The country needs to continue to work and get as many people vaccinated, and as states continue to open up, those who are not inoculated should continue to wear masks, especially if they’re in states and cities where the vaccination rate is low.
“The best way to get rid of that mask is to get vaccinated,” Fauci said.
New York and New Jersey are reporting their lowest cases since the start of the pandemic.
How close are we to declaring “herd immunity?”
“We don’t know what that threshold number is,” Fauci said.
The infectious disease doctor said the country should focus on getting as many people vaccinated as possible “rather than trying to contort ourselves to figure out what that number is.”
At what point can we declare an end to the pandemic?
Despite seeing a decrease in COVID cases in the tri-state area, Fauci said COVID-19 is a global pandemic, and not every state and city has as low an infection and death rate as New York and New Jersey do.
“It isn’t uniformed throughout the country,” Fauci said. “It’s over when it’s over uniformly.”
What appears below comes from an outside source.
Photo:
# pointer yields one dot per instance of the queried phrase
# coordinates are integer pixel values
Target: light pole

“We’ve got to crush this throughout the country and throughout the world. Then we could feel good,” he added.
COVID boosters and breakthrough cases
How certain is it that COVID boosters will be needed and how soon will it be needed?
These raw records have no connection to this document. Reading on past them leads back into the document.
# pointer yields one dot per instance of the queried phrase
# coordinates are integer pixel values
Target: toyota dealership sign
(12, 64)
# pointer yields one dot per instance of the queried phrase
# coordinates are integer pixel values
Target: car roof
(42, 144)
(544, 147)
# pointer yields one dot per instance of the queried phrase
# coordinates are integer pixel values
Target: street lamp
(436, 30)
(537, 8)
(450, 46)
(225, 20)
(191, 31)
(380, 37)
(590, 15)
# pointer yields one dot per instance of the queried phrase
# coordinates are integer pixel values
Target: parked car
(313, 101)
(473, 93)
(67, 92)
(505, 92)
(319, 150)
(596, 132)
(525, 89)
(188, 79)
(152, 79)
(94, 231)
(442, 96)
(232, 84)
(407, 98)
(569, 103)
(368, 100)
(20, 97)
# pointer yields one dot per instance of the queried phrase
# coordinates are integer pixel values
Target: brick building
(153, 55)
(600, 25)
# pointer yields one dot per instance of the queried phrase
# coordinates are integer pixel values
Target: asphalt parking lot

“I don’t know,” Fauci said of when boosters would be needed.
Fauci said experts are conducting studies as to when immunity would get to a specific level and when it might be predictive when more breakthrough cases are reported.
The New York Yankees reported breakthrough cases last month. Does that mean the vaccine is less effective?
Fauci said that is not the case. Millions of people are vaccinated, and the vaccines have about a 94 to 95% effectiveness, there will be a certain percentage of people vaccinated who get infected.
“The breakthroughs don’t indicate efficacy,” he said.
When or if the country sees more breakthroughs, that is when boosters will be looked into.
Fauci remains hopeful it will be years before boosters will be needed.
If you’re fully vaccinated, do you need to worry about being around those who are unvaccinated?
Fauci discussed the complexity of society where not everyone is vaccinated and herd immunity hasn’t been reached.
An establishment might say people need to wear a mask when they walk in, but as an individual, those who are fully vaccinated can feel safe.
Younger kids and vaccines?
When will children younger than 12 be able to receive the vaccine?
Fauci said it may happen as soon as the end of 2021 or early 2022.
What he is certain about is more adolescents between 12 to 15 will be vaccinated, particularly by the time they return to school in the fall.
Over 800 pages of Dr. Fauci’s emails from the first few months of the pandemic have revealed America’s chief medical advisor to be responsive, concerned, and utterly confused by his celebrity-like status.
Fauci told PIX11 News that those emails are being misconstrued by people with agendas.
“The answer to misconstrue is that one of the problems is that when you get thousands of emails and you have an email, if somebody has an agenda and they wanna make a ‘gotcha point,’ it’s extremely easy to pull a phrase out of an email and just give those words without the context or take an email on one day, which says something that is a little uncertain and then five to 10 days later there’s another email that completely explains it,” he said. “You show one email but not the other email.”
Overall, Fauci said he was fine with the release of the emails.
“When you’re a public servant, people have access to what you do,” he said.